Resources
Authors & Affiliations
Sugandha Sharma,Aidan Curtis,Marta Kryven,Josh Tenenbaum,Ila R Fiete
Abstract
Humans efficiently reason about space to navigate and forage in new environments, which may, at least in part, depend on an ability to generalize across tasks and organize observations into patterns that can be re-used. Generalization and transfer learning in spatial domains is evident in mirror-invariant neural scene representations, and in the reuse of reference frames and representations across similar environments. Shared reference frames appear in other mammals as well, as, for example, in rodents reusing grid-cell maps for different but perceptually similar environments. However, the field lacks conceptual and quantitative models of how the spatial system might discover patterns during spatial exploration, how seen patterns might be compositionally combined to represent complex spaces, or how they might be leveraged to represent and navigate through new spaces through reuse. Here we introduce a computational model of “Map Induction”, which involves the compositional formation of proposed maps of complex spaces based on already seen spaces through program induction in a Hierarchical Bayesian framework. The model thus explicitly reasons about unseen spaces through a distribution of strong spatial priors.

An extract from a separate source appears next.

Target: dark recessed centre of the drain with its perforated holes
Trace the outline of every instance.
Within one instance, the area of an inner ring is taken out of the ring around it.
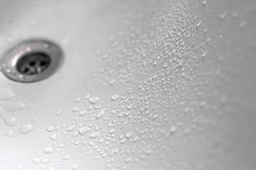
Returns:
[[[30,53],[20,57],[16,68],[21,74],[35,75],[46,70],[51,63],[51,58],[45,53]]]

We introduce a new behavioral Map Induction Task (MIT), and compare human performance with that of state-of-the-art Partially Observable Monte Carlo panning models as well as our Map Induction framework. We show that our computational framework better predicts human exploration behavior than non-inductive models. Understanding the computational mechanisms that support such map learning can generate hypotheses for circuit-level neural representations and dynamics, advance the study of the human mind, as well as support more efficient exploration algorithms.